Lastly for this post, let me just that yes, I did notice my bad grammar, punctuation, and possibly misspelled words. But that’s just me. You wouldn’t know that I graduated from 2 colleges…. AB-Tech with an A.A. (Pre-Liberal Arts) Degree, and from Montreat with a B.A. (English Literature). What an insult to them, but this blog is about… my testimony is… gaillovesgod! Cause that’s what my life has ALWAYS been about. Yes God was the one doing the loving me until I had a chance to meet him, but that is what a relationship with Jesus is all about. We love Him because He first loved us.
So until next time… I leave this post to start. I don’t intend to add anyone right now unless they ASK to be added so that I can have time to figure out what I am going to do if those family members read.

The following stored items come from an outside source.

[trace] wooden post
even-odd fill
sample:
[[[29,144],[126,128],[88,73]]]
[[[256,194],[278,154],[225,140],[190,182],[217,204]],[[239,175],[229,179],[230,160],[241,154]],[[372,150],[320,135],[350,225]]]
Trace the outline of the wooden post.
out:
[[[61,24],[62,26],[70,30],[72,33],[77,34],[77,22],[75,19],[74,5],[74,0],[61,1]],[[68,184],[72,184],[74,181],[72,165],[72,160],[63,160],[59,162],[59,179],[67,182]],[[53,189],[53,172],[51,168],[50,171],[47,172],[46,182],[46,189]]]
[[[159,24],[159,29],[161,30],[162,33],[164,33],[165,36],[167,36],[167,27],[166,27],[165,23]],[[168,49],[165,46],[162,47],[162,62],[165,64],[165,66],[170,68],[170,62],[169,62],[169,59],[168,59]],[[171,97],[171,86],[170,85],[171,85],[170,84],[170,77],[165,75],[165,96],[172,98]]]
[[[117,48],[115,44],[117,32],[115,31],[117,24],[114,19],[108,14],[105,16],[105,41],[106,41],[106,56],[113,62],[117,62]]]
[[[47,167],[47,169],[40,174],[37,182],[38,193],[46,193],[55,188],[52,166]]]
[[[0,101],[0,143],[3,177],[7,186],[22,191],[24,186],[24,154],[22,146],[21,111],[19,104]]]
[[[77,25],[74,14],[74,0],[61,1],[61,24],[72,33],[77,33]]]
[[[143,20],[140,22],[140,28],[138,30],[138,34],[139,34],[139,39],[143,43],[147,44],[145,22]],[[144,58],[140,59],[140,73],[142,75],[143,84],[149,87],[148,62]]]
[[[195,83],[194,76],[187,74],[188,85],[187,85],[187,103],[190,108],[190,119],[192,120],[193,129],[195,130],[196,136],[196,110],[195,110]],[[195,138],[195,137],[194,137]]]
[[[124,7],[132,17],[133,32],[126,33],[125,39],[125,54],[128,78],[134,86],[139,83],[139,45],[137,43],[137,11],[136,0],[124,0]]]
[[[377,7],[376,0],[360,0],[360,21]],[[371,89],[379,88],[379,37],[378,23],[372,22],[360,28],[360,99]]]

Eventually my testimony is meant to be public. And I have to tell the ugly so that God can get the glory for the restoration. There are so many people hurting and going through the same… or worse. They need to know someone loves them, and they need to know it’s God. They need to know that loving Him is NOT going to take away the pains of life or the possibility… the LIKELIHOOD of more tragedy. But they can know that going through it with Jesus makes ALL the difference in the world. And the best part is that I can’t wait to get to the part of the testimony where I get to share what He gives me, bless me with, and so much more NOW… every day… just by being Himself!